Die Atlantischen Nordkaper, eine der am stärksten bedrohten Walarten weltweit, geraten zunehmend in Gefahr – nicht nur durch Umweltveränderungen, sondern auch durch die zunehmende Schifffahrt entlang der US-Ostküste.
Um Kollisionen mit Schiffen zu vermeiden, haben sich das Technologieunternehmen SAS und das Meeresforschungs-Startup Fathom Science zu einer innovativen Partnerschaft zusammengeschlossen.
Digitale Ozeanmodelle als Grundlage
Fathom Science, ein Ausgründungsteam der North Carolina State University, hat auf Basis eines sogenannten „digitalen Zwillings“ des Ozeans ein Modell entwickelt, das vorhersagen soll, wo sich Wale vermutlich aufhalten. Diese Vorhersagen basieren auf wissenschaftlichen Erkenntnissen und historischen Sichtungen von Nordkapern. Kombiniert ergibt das ein neues Tool namens WhaleCast – eine interaktive Heatmap, die die Wahrscheinlichkeit für Walaktivitäten entlang der Küste visualisiert.
WhaleCast soll künftig direkt auf Schiffen über Touchscreens abrufbar sein. Seeleute können so frühzeitig erkennen, ob sie sich in einem Gebiet mit hoher Walaktivität befinden – und im Ernstfall ihre Geschwindigkeit reduzieren, um Unfälle zu vermeiden. Die Karten sind nicht statisch, sondern werden durch aktuelle Daten regelmäßig aktualisiert und angepasst.
Kapitäne erhalten eine präzise Prognose, wo sie mit Walen rechnen müssen – und können rechtzeitig ihren Kurs anpassen. (Foto: SAS)

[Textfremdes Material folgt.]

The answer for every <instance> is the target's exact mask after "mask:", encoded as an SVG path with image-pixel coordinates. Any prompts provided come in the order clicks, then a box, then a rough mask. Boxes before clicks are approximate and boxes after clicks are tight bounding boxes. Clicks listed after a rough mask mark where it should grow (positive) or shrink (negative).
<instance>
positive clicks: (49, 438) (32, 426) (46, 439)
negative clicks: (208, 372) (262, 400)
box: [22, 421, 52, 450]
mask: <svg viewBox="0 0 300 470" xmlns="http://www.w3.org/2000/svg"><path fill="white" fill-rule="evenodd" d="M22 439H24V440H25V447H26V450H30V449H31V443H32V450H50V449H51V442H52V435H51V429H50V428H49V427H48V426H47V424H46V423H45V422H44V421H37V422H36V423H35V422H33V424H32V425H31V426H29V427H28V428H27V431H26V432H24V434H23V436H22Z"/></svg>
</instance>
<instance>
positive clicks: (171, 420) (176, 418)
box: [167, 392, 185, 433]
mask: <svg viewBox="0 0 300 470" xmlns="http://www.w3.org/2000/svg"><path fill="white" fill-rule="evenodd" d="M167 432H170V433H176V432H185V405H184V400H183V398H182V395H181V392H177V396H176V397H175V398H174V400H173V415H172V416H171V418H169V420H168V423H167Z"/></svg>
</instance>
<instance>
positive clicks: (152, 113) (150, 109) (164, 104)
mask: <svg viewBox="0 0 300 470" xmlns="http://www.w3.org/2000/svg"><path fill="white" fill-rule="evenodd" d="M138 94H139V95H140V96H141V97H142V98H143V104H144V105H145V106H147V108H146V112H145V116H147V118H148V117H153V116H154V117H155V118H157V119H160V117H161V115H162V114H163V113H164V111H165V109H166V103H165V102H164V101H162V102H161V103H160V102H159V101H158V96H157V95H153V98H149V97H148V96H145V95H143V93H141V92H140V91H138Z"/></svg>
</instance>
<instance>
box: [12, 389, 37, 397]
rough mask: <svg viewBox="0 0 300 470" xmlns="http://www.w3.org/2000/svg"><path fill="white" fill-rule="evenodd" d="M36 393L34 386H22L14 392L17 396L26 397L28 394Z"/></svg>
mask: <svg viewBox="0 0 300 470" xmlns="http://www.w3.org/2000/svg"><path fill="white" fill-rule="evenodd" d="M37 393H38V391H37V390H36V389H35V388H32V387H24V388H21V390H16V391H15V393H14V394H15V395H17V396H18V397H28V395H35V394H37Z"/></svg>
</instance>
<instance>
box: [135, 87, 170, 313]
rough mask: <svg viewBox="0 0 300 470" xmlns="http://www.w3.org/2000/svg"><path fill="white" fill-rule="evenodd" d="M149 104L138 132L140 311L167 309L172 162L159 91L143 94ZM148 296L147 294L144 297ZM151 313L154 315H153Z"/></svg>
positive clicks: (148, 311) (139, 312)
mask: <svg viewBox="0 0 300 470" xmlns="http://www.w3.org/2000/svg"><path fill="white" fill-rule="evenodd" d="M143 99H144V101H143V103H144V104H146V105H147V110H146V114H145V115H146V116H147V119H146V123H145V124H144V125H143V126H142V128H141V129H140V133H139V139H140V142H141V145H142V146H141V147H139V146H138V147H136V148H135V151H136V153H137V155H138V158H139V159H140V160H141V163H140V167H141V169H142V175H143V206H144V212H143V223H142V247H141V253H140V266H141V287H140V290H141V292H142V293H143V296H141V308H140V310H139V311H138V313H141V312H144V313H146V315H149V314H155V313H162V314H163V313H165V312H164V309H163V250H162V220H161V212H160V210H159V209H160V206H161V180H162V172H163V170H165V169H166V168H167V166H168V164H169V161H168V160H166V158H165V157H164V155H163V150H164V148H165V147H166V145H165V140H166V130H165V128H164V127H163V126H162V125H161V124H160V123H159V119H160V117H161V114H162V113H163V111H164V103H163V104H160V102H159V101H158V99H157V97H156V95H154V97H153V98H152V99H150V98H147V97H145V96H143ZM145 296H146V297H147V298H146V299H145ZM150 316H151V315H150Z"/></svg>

KI-gestützte Modellverbesserung durch SAS
Um die Genauigkeit der Vorhersagen zu steigern, holte sich Fathom Science Unterstützung durch das „Data for Good“-Programm von SAS. Dabei kamen Methoden des maschinellen Lernens und tiefergehende statistische Analysen zum Einsatz. Die Technologieplattform SAS Viya stellte die notwendige Infrastruktur bereit, um mehrere Machine-Learning-Modelle zu entwickeln und zu testen.
Ein Problem stellte jedoch die begrenzte Datenmenge dar. Mithilfe des SAS Data Makers wurden deshalb rund 500.000 synthetische Datenpunkte erzeugt – künstliche Daten, die den echten Sichtungen nachempfunden sind, ohne dabei reale Tiere zu beeinträchtigen. Diese synthetischen Daten machten es möglich, die Trainings- und Testverfahren auf eine breitere Basis zu stellen.
Entfernung zum Ufer als Schlüsselvariable
Neben der Wahrscheinlichkeit für Walsichtungen spielte auch die Distanz zum Festland eine entscheidende Rolle. Um diese Variable genau zu modellieren, kam die Programmierumgebung SAS Viya Workbench zum Einsatz. Die Entwickler konnten so zusätzliche Einflüsse berücksichtigen, etwa den Zusammenhang zwischen Wassertiefe, Strömungen und Walaufenthaltsorten.
Fathom-Expertin Taylor Shropshire zeigte sich beeindruckt vom technologischen Potenzial: „Es war interessant zu sehen, wie schnell SAS unterschiedlichste Modelle bauen kann“, erklärt Shropshire. „Sie sind in der Lage, ein sehr simples Modell auf komplexe neuronale Netzwerke und Machine-Learning-Modelle zu erweitern, um die jeweiligen Vorteile und Begrenzungen aufzuzeigen“.
Das Projekt zeigt, wie technologische Innovationen gezielt für den Umweltschutz eingesetzt werden können. Durch die Verbindung von wissenschaftlicher Modellierung, künstlicher Intelligenz und praxisnaher Anwendung auf See entsteht ein Werkzeug, das Leben retten kann – sowohl für Tiere als auch für Menschen.